Art by Tina Tona

The “Stinky Lunch” Industrial Complex

What does AAPI activism look like when we are still talking about "stinky lunches"?

A little over 8,000 miles away from me, lives my grandmother. I’ve never gotten the chance to be close to her. Still, I imagine what her days are like. Where her favorite place is, what she keeps beside her bed, and if, when she eventually lies down to sleep, she can also look up at the moon through her window. 

I last saw her in my Tita’s home in Palm Springs when I was four or five years old. 

The dry swelter of Palm Springs made me love my Tita’s house for how it protected us from the heat. I could always breathe well in that house. However, the time my grandmother was there, my rhythm was disturbed. I didn’t feel like I could eat as much, be as loud, or run through the house quite like I wanted to. Although I knew I wasn’t poorly behaved, the idea of her disapproval seemed overwhelming. 

I don’t remember if I spoke to her, only how I peered at her from around corners or quietly from across the table. Even if we had spoken, the language barrier and my little age probably would have led to a pretty inconsequential conversation. When my dad spoke to his mother, I didn’t understand what they were saying and no one felt any urgency to translate. But every time we met eyes, I remember feeling immense, maybe discomfort, but hopefully, connection. I did not understand her, but I think, and I hoped, she understood me. 

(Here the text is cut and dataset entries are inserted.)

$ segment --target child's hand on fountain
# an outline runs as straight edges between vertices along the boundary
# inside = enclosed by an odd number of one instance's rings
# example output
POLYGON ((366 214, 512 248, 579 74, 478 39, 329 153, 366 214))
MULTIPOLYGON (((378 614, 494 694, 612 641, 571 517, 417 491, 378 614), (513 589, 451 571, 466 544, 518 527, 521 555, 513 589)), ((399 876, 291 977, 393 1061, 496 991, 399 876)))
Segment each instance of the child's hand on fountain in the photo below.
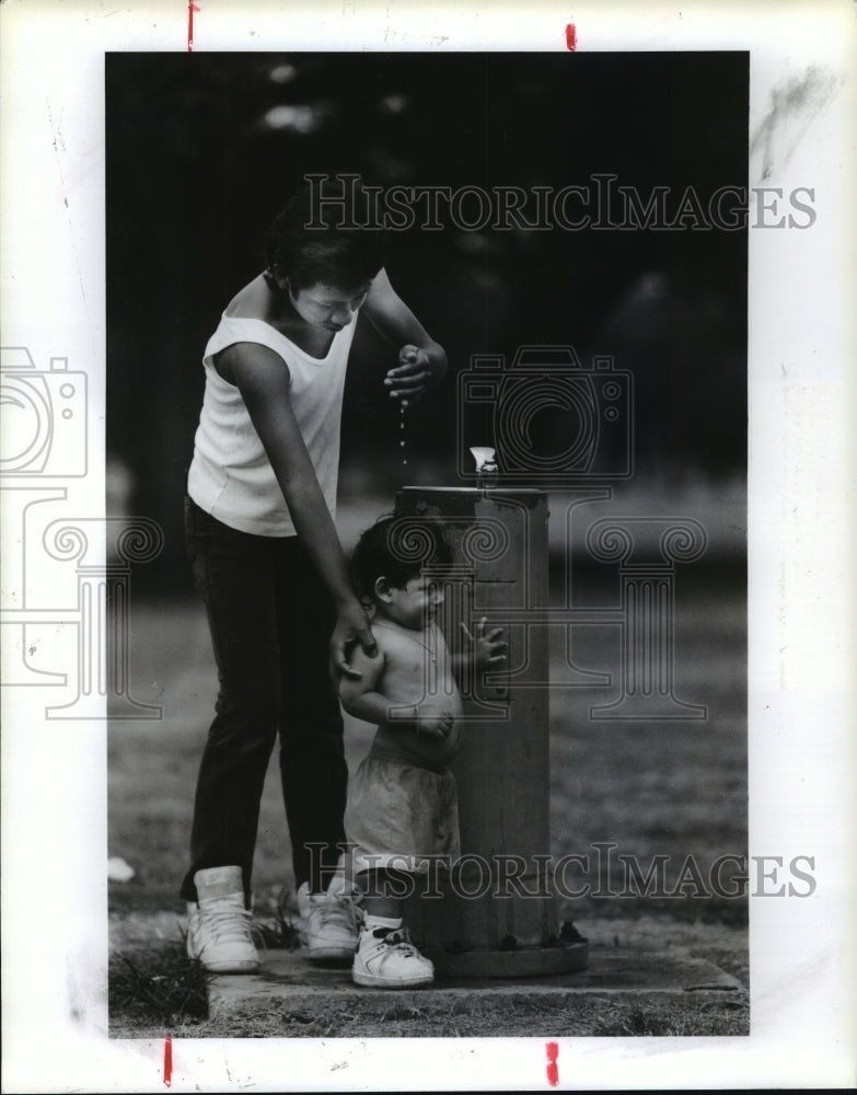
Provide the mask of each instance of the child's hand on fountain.
POLYGON ((472 635, 466 625, 462 623, 461 630, 470 644, 470 657, 473 668, 477 672, 490 669, 500 661, 506 661, 506 650, 509 644, 502 638, 502 627, 494 627, 486 634, 488 620, 483 616, 476 624, 476 634, 472 635))

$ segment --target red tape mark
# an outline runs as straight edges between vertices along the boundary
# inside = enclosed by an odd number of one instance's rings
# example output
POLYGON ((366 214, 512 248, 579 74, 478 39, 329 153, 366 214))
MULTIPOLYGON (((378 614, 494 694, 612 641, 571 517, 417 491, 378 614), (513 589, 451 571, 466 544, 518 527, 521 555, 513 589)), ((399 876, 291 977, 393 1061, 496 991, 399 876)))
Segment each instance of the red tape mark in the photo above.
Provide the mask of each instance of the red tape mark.
POLYGON ((194 12, 200 11, 195 3, 192 2, 187 5, 187 51, 192 54, 194 51, 194 12))
POLYGON ((559 1057, 559 1046, 555 1041, 547 1041, 545 1049, 547 1050, 547 1082, 552 1087, 556 1087, 559 1083, 559 1067, 556 1063, 556 1059, 559 1057))
POLYGON ((169 1034, 164 1042, 164 1087, 173 1083, 173 1036, 169 1034))

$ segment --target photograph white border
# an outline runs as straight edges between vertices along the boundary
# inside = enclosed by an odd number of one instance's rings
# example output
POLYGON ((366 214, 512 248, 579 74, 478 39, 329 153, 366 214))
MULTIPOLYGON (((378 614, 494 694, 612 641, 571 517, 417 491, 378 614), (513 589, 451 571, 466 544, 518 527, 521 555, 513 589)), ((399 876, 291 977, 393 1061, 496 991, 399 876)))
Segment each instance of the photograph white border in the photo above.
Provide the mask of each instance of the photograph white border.
MULTIPOLYGON (((749 185, 809 186, 817 218, 749 233, 749 851, 814 856, 818 888, 751 899, 749 1037, 558 1039, 559 1086, 855 1084, 854 4, 196 7, 195 51, 553 51, 569 23, 579 51, 750 51, 749 185), (823 101, 785 94, 813 71, 823 101)), ((99 517, 104 55, 186 50, 187 5, 5 0, 0 21, 2 343, 86 372, 90 470, 65 487, 71 515, 99 517)), ((21 537, 4 521, 4 563, 21 537)), ((25 592, 13 569, 4 606, 25 592)), ((19 653, 3 649, 4 680, 19 653)), ((2 690, 3 1091, 162 1091, 163 1042, 106 1037, 105 723, 51 723, 40 692, 2 690)), ((544 1042, 176 1039, 171 1090, 540 1090, 544 1042)))

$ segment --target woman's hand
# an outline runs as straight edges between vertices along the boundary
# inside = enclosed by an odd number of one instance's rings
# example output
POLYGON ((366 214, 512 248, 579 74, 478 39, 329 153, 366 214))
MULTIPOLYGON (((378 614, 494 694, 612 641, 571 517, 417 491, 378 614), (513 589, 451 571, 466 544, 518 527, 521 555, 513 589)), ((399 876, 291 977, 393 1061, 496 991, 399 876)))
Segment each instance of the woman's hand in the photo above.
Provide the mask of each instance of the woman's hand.
POLYGON ((351 679, 362 677, 360 670, 352 669, 348 660, 349 652, 357 643, 370 658, 378 654, 378 645, 369 626, 369 616, 355 600, 339 608, 336 626, 331 636, 331 665, 337 673, 351 679))
POLYGON ((408 344, 398 351, 398 367, 387 372, 384 384, 390 390, 390 397, 401 400, 406 407, 435 385, 436 371, 428 351, 408 344))

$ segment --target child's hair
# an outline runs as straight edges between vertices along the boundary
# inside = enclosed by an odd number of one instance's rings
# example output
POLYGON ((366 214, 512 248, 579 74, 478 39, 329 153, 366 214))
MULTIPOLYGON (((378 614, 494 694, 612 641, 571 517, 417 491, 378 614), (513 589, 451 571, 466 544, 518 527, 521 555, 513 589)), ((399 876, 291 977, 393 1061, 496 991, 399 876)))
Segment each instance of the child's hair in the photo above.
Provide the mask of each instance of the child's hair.
POLYGON ((363 532, 354 550, 351 583, 361 601, 373 602, 379 578, 404 589, 425 567, 441 568, 451 562, 452 551, 437 521, 384 515, 363 532))
POLYGON ((340 227, 371 224, 366 193, 352 186, 335 197, 329 204, 314 205, 313 192, 304 186, 277 216, 265 242, 265 277, 271 288, 277 287, 277 277, 287 277, 296 290, 320 281, 350 289, 370 281, 381 269, 381 230, 340 227))

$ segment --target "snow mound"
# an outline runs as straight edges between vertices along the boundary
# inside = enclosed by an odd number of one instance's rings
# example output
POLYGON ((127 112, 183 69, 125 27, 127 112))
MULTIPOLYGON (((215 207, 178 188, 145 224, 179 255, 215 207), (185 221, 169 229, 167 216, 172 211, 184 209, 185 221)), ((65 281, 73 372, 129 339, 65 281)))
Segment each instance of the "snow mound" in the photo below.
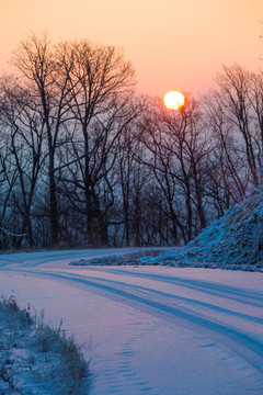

As I grew older, I often wished that I had made better use of our shared time in the Palm Springs house, and asked her more questions. Even better, I selfishly wished she lived here and we could share our days. I didn’t want to have to wonder about her.

In 2020, hate crimes against Asian Americans in America rose by 145% compared to the year before, according to a report by the Center for the Study of Hate and Extremism. On March 16, 2020, a surge in hate incidents occurred after Donald Trump tweeted nonsensical praise of American industry — which included the term “Chinese virus.” In response, the outcry from the Asian diaspora community gained traction and organizations such as the Stop AAPI Hate coalition arose. During this time, I was happy to not know what it would be like if she lived here with me. 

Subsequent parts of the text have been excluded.